Just sayin' . . .
Friends and family know me to be opinionated. I trust that, through the years, they have noticed that those opinions are tempered with a little more patience and compassion than they once were. I can be quite dogmatic, stubborn and independent. Sometimes that works to an advantage; sometimes not. I would also trust that folks have witnessed a growing dependence on a faithful God and a willingness and need to share that with others. This morning I am struck with opinions that compel me to write.
Each morning I begin my quiet time with the daily reading from Jesus Calling. This morning I felt absolutely terrible, maybe one of the worst days since this leg of the journey began. Last week's treatment shouldn't have hit me so hard; it was the first in the cycle and is usually tolerated well, but adding a flu shot to the mix delivered a double whammy. I opened my eyes and wondered if I could make coffee, fix a bowl of cereal and get on with the day. I felt terrible and I complained about it. Then came the words for today written just for me: You have been on a long, uphill journey, and your energy is almost spent. . . . I am pleased with your desire to stay close to Me. There is one thing, however, that displeases Me: your tendency to complain.. . . I understand better than anyone else the stresses and strains that have afflicted you. . . . Complaining to others is another matter altogether. It opens the door to deadly sins such as self-pity and rage. Whenever you are tempted to grumble, come to Me and talk it out. As you open up to Me, I will put My thoughts in your mind and My song in your heart.
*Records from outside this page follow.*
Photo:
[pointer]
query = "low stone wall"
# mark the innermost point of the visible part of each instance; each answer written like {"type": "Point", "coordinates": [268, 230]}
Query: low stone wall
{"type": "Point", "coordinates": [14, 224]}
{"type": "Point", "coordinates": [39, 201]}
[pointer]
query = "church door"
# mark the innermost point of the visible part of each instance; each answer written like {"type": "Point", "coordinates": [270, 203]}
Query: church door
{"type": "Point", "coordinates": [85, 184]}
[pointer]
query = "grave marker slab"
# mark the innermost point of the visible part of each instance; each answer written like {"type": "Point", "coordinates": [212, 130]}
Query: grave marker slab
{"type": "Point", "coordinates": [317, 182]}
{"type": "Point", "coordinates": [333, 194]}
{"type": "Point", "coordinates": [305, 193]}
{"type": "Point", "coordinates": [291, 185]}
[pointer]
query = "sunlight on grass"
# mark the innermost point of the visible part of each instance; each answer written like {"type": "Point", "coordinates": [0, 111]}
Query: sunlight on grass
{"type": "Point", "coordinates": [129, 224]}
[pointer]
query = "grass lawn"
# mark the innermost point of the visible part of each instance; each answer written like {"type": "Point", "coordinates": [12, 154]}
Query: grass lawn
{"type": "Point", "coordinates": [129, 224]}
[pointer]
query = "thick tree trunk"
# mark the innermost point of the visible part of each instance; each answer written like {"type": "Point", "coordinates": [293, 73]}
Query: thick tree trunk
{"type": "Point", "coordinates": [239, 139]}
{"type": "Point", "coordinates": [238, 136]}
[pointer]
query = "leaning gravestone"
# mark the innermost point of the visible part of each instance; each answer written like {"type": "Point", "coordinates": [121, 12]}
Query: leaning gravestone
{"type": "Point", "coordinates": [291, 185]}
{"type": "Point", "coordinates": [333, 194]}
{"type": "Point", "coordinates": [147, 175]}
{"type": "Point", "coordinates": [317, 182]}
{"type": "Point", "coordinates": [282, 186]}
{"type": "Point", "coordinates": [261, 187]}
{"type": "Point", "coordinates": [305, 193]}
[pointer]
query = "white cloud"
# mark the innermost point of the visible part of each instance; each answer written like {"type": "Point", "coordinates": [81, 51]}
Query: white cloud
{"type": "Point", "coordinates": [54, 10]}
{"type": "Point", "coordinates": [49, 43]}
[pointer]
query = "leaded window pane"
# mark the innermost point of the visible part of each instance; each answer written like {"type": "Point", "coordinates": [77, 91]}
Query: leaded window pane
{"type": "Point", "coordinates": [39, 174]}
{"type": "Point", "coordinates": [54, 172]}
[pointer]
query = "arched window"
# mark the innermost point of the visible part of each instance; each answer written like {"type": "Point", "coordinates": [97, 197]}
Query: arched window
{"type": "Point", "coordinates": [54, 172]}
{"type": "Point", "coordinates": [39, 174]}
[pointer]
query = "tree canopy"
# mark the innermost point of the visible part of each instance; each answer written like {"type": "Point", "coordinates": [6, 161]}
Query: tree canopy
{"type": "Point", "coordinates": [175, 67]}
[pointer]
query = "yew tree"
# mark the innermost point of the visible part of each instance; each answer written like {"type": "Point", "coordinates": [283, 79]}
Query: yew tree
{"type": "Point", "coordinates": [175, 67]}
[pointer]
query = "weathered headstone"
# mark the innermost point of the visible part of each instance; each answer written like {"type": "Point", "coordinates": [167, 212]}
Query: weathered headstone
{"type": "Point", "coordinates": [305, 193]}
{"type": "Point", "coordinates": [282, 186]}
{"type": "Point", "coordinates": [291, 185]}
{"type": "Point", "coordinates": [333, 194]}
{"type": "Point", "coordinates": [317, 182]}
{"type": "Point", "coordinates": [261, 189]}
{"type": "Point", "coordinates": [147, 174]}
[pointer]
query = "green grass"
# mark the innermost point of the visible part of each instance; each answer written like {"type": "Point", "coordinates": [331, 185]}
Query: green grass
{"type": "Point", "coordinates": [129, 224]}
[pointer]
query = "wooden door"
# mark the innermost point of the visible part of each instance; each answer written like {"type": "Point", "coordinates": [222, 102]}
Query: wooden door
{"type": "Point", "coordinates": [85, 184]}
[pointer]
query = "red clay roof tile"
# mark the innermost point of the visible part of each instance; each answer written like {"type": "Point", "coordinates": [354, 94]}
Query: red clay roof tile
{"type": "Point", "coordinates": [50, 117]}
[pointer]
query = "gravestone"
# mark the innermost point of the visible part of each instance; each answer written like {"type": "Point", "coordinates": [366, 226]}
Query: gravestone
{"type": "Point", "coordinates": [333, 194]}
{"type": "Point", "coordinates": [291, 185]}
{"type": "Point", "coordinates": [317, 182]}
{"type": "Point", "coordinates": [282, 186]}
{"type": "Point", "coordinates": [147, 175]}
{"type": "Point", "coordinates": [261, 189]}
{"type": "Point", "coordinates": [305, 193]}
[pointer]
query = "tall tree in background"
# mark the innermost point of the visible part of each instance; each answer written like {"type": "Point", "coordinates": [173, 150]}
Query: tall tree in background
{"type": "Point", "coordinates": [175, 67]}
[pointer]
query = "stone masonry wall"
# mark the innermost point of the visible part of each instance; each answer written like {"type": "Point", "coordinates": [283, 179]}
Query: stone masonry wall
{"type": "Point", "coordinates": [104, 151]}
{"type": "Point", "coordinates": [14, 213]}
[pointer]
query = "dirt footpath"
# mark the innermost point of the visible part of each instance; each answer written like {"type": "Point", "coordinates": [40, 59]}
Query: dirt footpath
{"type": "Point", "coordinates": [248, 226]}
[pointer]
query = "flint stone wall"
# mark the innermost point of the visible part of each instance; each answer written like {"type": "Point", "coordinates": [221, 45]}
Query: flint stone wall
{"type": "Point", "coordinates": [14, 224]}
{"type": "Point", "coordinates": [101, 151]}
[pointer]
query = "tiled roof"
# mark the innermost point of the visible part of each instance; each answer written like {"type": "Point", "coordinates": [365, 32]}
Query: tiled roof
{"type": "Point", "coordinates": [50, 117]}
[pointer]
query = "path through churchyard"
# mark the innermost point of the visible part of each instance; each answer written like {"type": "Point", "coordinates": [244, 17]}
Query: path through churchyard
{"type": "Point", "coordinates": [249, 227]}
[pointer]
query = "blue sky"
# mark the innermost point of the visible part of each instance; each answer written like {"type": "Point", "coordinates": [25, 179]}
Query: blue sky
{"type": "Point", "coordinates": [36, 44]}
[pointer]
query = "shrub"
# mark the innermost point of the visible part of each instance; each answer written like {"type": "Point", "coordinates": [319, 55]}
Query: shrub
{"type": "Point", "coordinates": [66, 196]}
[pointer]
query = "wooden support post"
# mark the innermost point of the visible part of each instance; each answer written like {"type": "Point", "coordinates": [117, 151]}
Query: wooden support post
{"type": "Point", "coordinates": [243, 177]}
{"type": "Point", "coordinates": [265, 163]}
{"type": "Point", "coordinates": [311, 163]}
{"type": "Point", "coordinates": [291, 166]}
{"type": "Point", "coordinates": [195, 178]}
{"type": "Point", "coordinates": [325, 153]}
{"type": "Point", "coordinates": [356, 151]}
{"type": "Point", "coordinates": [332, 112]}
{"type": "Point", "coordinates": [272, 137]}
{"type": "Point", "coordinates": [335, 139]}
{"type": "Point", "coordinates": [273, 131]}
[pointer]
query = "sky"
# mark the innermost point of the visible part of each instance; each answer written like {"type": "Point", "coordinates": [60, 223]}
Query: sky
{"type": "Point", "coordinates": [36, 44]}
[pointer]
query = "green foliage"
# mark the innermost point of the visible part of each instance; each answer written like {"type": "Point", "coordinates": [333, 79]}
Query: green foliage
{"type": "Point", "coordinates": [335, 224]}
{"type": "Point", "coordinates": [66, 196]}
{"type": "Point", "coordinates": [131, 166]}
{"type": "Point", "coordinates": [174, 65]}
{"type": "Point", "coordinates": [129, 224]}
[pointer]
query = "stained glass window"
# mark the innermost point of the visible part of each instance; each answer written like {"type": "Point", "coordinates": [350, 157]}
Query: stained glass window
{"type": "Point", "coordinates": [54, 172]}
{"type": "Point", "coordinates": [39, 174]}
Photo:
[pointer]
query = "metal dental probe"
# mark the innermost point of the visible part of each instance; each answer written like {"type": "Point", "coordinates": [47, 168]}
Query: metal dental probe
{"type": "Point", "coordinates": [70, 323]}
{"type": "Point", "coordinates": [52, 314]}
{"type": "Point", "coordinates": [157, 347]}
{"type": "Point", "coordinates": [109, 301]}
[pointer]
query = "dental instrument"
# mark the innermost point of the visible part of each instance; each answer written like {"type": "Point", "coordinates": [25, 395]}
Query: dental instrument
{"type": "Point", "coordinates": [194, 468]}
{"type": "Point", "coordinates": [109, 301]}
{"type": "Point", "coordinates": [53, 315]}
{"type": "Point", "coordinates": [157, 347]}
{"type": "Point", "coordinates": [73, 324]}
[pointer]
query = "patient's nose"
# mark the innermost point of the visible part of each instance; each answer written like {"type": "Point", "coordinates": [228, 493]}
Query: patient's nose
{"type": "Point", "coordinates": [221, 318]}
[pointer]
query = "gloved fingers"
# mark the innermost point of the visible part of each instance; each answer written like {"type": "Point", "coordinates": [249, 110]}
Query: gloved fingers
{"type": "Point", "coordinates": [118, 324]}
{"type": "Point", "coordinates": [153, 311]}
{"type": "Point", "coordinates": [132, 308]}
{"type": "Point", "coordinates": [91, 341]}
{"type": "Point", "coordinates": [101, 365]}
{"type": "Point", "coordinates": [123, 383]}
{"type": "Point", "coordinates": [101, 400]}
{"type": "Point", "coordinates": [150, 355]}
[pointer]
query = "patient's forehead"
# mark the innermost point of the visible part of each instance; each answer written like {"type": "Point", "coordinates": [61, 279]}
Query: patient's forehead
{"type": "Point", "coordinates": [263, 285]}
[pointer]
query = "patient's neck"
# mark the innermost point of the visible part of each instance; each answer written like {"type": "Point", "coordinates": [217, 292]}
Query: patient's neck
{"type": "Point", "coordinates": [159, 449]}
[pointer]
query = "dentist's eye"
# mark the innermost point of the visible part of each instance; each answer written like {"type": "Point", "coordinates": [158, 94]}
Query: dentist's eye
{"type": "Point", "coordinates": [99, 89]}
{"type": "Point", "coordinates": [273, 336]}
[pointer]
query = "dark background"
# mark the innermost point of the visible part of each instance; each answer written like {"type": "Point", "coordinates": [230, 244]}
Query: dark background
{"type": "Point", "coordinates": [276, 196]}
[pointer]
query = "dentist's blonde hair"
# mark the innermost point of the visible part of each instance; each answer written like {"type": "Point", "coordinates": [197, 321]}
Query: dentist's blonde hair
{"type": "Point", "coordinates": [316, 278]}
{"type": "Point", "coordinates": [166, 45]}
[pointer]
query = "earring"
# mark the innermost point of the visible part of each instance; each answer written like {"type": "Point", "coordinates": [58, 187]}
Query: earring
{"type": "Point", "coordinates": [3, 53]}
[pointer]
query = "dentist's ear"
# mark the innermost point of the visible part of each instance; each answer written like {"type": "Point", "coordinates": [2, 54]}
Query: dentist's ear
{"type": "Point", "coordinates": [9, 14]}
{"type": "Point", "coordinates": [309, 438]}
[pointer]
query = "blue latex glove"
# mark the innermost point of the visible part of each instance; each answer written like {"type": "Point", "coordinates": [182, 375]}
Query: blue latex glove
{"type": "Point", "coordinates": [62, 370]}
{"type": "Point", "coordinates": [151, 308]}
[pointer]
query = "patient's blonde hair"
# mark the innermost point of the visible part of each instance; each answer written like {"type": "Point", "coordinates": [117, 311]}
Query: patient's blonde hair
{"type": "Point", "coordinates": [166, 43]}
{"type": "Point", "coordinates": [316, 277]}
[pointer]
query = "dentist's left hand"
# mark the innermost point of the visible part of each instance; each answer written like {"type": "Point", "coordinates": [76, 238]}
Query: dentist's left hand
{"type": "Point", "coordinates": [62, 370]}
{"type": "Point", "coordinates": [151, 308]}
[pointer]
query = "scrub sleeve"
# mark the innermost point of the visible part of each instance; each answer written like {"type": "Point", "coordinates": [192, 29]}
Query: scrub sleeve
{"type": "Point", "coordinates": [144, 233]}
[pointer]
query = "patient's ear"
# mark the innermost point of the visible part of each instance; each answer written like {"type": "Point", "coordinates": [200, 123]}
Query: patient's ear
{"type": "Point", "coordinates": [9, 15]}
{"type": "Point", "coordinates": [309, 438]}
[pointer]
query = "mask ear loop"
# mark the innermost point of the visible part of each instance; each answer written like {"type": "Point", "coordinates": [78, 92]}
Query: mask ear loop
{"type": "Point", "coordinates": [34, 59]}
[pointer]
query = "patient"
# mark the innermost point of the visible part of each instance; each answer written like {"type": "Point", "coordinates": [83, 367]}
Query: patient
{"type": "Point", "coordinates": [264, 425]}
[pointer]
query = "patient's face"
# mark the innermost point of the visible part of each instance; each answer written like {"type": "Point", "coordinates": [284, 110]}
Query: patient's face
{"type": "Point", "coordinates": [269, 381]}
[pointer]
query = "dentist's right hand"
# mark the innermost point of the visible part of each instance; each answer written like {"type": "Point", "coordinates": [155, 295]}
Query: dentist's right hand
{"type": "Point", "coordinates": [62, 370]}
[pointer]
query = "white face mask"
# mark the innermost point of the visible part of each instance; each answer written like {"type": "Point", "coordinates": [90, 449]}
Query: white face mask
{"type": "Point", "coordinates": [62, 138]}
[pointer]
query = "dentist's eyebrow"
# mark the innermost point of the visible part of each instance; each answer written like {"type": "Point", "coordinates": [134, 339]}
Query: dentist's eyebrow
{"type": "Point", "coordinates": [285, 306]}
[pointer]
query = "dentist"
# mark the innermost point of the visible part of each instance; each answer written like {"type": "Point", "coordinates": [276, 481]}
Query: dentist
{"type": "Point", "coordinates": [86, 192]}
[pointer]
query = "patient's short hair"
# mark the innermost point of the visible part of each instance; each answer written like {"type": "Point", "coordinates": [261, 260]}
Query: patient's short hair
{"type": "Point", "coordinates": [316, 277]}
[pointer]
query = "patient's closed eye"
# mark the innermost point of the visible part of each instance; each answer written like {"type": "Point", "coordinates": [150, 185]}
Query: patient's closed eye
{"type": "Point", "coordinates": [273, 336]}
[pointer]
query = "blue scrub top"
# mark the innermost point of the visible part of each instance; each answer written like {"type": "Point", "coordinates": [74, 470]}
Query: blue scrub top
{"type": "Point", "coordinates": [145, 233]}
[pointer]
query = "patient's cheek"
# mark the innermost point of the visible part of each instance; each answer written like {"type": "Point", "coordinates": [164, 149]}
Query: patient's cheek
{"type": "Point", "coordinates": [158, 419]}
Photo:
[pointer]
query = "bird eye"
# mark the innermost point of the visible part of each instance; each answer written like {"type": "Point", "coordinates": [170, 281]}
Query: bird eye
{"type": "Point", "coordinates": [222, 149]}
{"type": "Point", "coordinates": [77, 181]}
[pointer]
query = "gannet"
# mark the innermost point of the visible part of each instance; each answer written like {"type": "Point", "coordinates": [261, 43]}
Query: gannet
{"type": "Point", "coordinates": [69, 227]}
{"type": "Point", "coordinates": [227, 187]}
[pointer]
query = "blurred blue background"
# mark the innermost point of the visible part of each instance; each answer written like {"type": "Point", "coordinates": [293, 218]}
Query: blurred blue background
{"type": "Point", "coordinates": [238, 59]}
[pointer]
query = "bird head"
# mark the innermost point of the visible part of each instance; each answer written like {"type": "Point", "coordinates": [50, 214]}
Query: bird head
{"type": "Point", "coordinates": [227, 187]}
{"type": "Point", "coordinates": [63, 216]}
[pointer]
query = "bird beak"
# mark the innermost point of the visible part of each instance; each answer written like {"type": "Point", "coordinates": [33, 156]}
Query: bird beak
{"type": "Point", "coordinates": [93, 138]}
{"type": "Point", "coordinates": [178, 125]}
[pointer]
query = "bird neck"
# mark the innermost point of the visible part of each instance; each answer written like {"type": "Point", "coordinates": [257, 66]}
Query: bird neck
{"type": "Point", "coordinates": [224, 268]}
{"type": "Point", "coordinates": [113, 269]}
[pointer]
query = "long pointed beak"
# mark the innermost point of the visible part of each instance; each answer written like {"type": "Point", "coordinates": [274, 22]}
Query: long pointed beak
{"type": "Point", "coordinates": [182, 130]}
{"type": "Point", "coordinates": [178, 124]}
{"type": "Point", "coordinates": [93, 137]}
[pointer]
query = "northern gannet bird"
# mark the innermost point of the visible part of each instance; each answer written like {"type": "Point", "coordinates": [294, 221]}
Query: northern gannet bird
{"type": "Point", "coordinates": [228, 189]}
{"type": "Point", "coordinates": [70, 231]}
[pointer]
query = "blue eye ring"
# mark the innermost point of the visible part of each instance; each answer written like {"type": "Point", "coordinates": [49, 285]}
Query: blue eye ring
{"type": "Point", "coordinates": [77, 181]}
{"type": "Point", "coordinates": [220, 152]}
I try not to complain, keep a stiff upper lip. I may fool some of the people some of the time, but God knows my heart. God knows my limitations and is ready to supply me with His strength. My prayer is one of thanksgiving for pointing out my shortcomings and one of petition that I might not let the complaints rob me of God's song in my heart.
This, as you know, is Breast Cancer Awareness Month. As a survivor and as one who is keenly aware of how this particular disease has touched the lives of many of my friends and family, I am glad to see the attention paid to awareness, but the presence of all the pink offends me--not sure why, but it does. Just like seeing women in clothing that leaves nothing to the imagination and flaunts big bosoms. Too many carry the scars of having a breast--or two--removed; too many live with the inconvenience of a prosthesis. Most of them will wear their bras on October 13, because going without is uncomfortable and a nuisance. So, what can you do?
*Start by reading my daughter's blog @ www.canapesun.blogspot.com where she writes about her experience with her best friend's cancer. I particularly like her suggestion to talk about "life," not "cancer." Her words are appropriate not just for breast cancer, but other cancers as well.
*When you contribute to breast cancer research, be sure that most of your contribution goes to actual research, not administration and publicity.
*Inform family members of their medical history. I learned after the diagnosis process had begun, that my maternal grandmother had had breast cancer, certainly a fact that needed to be shared.
*Be aware and stay informed. Treatment has come a long way since my grandmother had it over sixty years ago or even since I was diagnosed in 1981.
The other thing that has gotten to me recently is Michael J. Fox's new "comedy." Don't get me wrong. I applaud the work he has done to raise both money and awareness for Parkinson's Disease. I have read his autobiography. I know having someone of his notoriety speak out has raised millions for PD research. Because I admire him, I tuned in to watch the new show. Maybe the whole PD experience is still too fresh; maybe remembering the decline of the love of your life is too painful, but I was offended by what I believed to be insensitivity toward those affected by the disease. Mr. Fox's experience is that of one man; not any two PD experiences are the same. Some people respond and continue living productive lives; others cannot. Needless to say, I didn't watch again. Poking fun at disability is not comedy.
I pray that as I seek to have a "God listening heart," I will confess my complaints to the One who already knows them and will provide; that I would be tolerant and not indignant when my opinions are in the minority; that I would make concerns about cancer, PD, all illness, a matter of prayer.